でも、どうせならキチンと足を伸ばせて寝れる「宿」に泊まりたい。もっともっと東京に安いホテルはないものか?そういえば千円代から泊まれるという噂の地帯があったなー‥行ってみますか。

大坪ケムタ



地名くらい聞いたことあるかもしれない

東京でホテルが集まる場所というと、京王プラザ・ヒルトン・ハイアットリージェンシーなどが居並ぶ西新宿あたりが頭がうかぶかもしれない。しかしあんな高級地帯は今回はノーサンキュー。秋葉原から数駅のところに格安宿ゾーンはある。


東東京の趣都・秋葉原から
わずか3駅の南千住駅へ。

駅の地域地図にもこんな表記が。

JR・地下鉄、そして開通したばかりのつくばエキスプレスと3線もの駅を持つ交通の便の良さがありながら、これまで活用されることのなかったこのゾーン。南千住駅先の一帯、ずっと「山谷」と呼ばれてきた場所だ。


正しくは「山谷」という地名はない。現在は通称。

公園なんかに少し残ってはいる。

山谷、そこは「ドヤ」という言葉と一心同体にして語られるといっていいだろう。高度経済成長期、都心もしくは地方に行く労働者たちは格安で長期滞在出来るこの町を根城にしていた。その時泊まったのがこの周辺ならではの「簡易宿泊所」。「宿」を逆さ読みにして通称「ドヤ」と呼ばれた場所だ。またその説明はのちほど。

その時代・場所を知らない人でも、漫画『あしたのジョー』でなんとなくイメージだけは植え付けられてるかもしれない。詳しくは住さんが同地を訪れた記事『泪橋、涙橋』をご覧下さい。ちなみにボラちゃんフィーバーは終わってました。


泪橋も渡りました。ただの交差点ですが。

ハッキリ言えばかつて暴動などが起きたのもあって、今も山谷に対して「粗暴な街」という印象が残っているのも事実。しかし行く前に昔からの東東京の住民たちに山谷の印象を聞くと「今はそうでもない」「怖い物見たさなら拍子抜けするよ」とか。ただ「たしかに泪橋渡ると雰囲気変わるよね」とも。
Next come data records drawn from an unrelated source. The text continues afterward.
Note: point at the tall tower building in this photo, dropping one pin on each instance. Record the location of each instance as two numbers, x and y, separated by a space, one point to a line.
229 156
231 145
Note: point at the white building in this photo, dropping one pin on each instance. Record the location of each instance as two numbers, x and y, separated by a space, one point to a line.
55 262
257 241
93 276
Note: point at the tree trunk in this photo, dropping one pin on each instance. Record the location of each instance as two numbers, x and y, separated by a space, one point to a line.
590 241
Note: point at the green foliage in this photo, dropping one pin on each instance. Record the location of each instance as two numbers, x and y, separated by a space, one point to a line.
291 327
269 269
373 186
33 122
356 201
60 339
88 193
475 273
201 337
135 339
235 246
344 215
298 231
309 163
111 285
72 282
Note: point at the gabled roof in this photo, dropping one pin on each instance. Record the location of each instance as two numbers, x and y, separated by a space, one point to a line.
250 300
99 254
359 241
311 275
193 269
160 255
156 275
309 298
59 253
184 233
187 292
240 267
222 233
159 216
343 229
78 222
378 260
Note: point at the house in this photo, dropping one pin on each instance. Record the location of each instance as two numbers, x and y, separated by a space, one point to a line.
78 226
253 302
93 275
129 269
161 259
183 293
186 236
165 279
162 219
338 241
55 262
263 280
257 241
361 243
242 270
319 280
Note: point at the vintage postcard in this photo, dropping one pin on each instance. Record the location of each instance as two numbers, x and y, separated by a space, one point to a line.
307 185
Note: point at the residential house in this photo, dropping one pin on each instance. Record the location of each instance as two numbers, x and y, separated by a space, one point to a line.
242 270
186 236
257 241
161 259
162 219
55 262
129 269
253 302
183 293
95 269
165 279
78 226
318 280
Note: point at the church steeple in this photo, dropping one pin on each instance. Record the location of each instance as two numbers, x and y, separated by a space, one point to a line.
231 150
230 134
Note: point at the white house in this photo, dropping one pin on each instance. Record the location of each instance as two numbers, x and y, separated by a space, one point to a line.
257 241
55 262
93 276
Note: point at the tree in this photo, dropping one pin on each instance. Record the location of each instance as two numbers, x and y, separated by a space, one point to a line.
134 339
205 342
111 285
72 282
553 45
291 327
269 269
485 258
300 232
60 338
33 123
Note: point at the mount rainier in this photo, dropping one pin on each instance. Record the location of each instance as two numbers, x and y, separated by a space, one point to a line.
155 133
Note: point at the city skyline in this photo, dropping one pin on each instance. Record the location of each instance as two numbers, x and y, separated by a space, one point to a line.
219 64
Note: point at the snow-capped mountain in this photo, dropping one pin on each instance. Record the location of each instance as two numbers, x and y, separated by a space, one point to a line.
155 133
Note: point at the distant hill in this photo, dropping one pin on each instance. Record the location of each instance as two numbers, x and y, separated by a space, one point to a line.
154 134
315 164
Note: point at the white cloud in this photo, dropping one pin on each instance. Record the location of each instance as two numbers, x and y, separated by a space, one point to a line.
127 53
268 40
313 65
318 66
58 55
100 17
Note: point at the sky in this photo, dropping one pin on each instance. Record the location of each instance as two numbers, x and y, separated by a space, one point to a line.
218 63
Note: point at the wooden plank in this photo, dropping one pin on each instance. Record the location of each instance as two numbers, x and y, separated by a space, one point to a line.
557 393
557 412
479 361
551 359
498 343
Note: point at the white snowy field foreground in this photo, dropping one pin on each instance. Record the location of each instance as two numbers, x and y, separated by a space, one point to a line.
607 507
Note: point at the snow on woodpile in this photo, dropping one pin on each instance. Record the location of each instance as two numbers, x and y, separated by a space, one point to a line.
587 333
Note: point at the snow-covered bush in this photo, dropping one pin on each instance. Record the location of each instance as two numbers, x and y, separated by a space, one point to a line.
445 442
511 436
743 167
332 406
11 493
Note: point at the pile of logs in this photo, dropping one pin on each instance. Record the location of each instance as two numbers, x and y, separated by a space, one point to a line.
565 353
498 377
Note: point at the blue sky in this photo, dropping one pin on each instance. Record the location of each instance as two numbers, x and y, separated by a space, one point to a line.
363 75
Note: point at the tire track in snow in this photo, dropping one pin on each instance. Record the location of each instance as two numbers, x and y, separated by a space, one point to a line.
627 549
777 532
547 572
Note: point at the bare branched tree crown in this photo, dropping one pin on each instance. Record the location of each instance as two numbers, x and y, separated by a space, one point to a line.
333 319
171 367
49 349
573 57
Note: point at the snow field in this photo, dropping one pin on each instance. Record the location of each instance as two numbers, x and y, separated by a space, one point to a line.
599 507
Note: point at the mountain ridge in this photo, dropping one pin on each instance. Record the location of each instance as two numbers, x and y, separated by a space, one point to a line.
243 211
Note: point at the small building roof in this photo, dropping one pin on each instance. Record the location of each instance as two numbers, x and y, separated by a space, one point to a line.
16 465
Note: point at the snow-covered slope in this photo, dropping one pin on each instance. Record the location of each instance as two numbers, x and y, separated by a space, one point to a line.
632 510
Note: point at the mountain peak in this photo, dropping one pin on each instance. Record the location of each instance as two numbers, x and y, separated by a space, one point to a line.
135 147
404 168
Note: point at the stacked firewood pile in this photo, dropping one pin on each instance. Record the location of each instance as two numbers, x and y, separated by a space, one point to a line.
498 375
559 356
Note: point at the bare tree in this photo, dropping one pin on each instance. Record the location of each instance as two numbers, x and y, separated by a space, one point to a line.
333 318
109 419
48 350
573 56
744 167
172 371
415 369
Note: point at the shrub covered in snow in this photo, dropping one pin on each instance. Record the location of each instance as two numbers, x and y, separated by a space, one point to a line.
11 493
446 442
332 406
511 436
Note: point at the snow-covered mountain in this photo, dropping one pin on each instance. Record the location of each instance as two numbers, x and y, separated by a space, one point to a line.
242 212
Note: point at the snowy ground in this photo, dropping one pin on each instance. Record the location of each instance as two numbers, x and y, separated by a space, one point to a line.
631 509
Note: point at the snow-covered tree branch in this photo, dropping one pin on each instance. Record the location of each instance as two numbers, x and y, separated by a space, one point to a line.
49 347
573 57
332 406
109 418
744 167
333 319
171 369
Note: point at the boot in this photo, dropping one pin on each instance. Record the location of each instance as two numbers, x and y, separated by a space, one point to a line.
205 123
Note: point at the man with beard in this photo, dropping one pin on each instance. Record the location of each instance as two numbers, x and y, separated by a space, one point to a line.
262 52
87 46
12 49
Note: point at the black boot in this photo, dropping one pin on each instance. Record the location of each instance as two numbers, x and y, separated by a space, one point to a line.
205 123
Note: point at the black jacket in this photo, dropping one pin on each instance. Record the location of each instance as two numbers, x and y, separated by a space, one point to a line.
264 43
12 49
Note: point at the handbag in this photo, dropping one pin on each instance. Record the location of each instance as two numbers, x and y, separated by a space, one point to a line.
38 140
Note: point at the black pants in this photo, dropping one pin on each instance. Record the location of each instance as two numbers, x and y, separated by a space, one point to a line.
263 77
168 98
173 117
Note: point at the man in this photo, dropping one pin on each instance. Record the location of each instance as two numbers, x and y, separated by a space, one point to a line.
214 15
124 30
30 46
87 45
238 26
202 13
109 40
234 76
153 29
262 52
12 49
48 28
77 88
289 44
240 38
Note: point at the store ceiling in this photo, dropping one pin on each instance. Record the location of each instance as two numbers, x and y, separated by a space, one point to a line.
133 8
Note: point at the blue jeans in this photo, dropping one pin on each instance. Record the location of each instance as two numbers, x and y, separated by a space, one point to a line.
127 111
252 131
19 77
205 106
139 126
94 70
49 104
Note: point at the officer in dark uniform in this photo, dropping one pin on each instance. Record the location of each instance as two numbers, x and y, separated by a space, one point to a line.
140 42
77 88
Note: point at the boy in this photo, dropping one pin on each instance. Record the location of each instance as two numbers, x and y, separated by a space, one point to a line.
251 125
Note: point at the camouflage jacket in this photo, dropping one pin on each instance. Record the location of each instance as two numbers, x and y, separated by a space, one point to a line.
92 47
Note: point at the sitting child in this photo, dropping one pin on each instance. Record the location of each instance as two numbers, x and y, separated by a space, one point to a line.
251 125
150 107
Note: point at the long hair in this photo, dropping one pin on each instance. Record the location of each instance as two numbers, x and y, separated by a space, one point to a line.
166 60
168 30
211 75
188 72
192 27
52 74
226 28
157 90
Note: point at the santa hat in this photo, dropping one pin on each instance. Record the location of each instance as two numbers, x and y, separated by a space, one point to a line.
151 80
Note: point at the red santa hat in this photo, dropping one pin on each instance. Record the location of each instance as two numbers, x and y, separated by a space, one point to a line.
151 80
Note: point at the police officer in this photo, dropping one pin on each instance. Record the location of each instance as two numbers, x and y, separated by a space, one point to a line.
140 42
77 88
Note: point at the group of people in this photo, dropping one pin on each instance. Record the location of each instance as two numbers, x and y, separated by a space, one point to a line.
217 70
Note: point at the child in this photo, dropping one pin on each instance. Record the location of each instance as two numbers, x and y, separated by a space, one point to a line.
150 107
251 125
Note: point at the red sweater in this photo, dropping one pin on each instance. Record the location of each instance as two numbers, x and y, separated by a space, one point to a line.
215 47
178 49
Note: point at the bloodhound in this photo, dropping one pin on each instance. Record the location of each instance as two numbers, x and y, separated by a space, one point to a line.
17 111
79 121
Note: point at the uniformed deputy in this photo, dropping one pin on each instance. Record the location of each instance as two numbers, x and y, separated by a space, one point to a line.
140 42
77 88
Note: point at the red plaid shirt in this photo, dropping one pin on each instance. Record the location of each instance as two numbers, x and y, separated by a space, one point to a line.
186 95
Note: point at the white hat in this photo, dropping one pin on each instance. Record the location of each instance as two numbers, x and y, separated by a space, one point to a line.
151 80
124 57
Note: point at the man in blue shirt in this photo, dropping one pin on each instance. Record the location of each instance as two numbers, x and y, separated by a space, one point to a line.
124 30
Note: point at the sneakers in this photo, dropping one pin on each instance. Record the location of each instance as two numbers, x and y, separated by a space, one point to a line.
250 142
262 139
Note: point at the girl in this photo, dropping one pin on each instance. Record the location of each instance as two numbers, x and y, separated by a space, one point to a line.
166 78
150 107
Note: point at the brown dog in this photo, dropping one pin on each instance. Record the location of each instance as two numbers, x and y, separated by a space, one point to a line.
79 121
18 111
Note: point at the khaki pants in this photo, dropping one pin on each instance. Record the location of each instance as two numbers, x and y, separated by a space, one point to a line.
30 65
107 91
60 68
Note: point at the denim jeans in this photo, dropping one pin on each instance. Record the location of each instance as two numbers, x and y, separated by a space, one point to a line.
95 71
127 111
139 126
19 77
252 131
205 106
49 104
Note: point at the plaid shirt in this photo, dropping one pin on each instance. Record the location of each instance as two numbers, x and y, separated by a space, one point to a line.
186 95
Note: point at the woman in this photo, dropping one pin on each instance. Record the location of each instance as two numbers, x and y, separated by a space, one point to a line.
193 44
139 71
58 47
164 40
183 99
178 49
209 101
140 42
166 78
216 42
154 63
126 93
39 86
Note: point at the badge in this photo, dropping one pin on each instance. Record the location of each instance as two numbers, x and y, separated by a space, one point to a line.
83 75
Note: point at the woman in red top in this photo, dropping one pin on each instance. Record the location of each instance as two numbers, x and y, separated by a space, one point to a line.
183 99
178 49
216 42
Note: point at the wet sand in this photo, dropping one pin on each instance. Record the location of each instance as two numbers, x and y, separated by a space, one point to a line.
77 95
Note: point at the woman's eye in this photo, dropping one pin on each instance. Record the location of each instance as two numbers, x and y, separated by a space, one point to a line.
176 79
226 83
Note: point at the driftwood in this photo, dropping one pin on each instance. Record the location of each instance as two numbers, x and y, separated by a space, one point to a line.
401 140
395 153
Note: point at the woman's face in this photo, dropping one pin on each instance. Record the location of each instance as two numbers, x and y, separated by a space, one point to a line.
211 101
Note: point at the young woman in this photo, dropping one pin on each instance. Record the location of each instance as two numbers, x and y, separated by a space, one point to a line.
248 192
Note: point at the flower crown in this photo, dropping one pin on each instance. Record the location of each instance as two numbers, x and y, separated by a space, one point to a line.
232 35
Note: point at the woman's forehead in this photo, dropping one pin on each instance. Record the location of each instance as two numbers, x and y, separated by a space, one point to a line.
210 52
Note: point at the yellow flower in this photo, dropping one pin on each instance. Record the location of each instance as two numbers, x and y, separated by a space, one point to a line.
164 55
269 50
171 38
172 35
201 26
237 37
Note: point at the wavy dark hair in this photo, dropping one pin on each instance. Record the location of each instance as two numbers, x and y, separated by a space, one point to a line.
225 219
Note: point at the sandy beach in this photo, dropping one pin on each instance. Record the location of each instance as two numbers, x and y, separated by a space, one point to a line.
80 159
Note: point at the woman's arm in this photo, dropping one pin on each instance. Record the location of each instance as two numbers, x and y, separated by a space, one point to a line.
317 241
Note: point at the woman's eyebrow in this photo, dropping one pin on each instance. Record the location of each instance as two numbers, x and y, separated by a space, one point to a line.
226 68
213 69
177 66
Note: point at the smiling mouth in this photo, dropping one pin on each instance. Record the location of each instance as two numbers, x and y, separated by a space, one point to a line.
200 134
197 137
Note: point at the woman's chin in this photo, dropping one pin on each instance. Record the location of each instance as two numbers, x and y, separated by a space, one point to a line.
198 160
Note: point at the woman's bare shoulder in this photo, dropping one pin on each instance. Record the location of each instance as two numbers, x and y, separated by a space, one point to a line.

泪橋交差点を渡った先、道の広さのわりに閑散とした交通量の吉野橋通りの左右に簡易宿泊所が立ち並ぶ。ま、屋号はどこも「ホテル」だけれども。店頭に書かれた一泊価格はほとんど2千円代、テレビ・冷暖房付。脇の通りにも小さな宿泊所がちらほら見受けられる。ちょっとした温泉街のように見えなくもないが、何かが違う。妙に静かなのだ。

ぐるりと一周してみて気づくのが、宿と酒場以外の店の少なさ。かろうじてコンビニはあるものの、あとは喫茶店・100円ショップなど飲食・日用品系。ホテルが居並ぶ場所にしては不自然だ。


だいたいこの辺りの価格と設備。
こういうの以外に路上型もありました。

普通なら「酒場ありゃ十分じゃん!」と思える所だけど、半開きのドアからちらりと薄暗い店内を覗いてみて「あ、こりゃ一見は入れないわ」という気配を感じた。ここにあるのは「居酒屋」ではなく「酒場」。西部劇に出てくる男たちが集う酒場にも似た。もうちょっと人生勉強してからじゃないと入れなさそう。

夕暮れ前、静かな街にいるのはおっちゃんたちだけ。イメージしてた粗暴さとは違うのだけれど、静かだがピリピリした雰囲気がある。そんな静けさが一瞬破れた。


どこか異国というか映画の中のようでもある。

何枚か外景写真を撮ってる最中、おじさんに「人が歩いてるのにカメラ向けるんじゃないよ!」とすれ違いざまに言われてしまった。4,50mは離れてたのに‥。とはいえ、確かにこちらが悪い。「すいません」と軽く頭を下げてそれ以上は何もなかったけれど。

普通、街の中で写真を撮っててもこういう文句を言ってくる人はいない。たしかに良いことではないけども「無視し合うのが街のマナー」だからだ。でも、この町では「無視しない」。それを覚えておかないと。元々は全国どこもそうだった気がするが。

海外じゃないのに、どこか異国感。気を張ってたからか少し疲れも。とりあえず一旦ホテルで落ち着こう。予約していたホテルにチェックインすることにした。


ああ、なんか普通と違う気疲れ。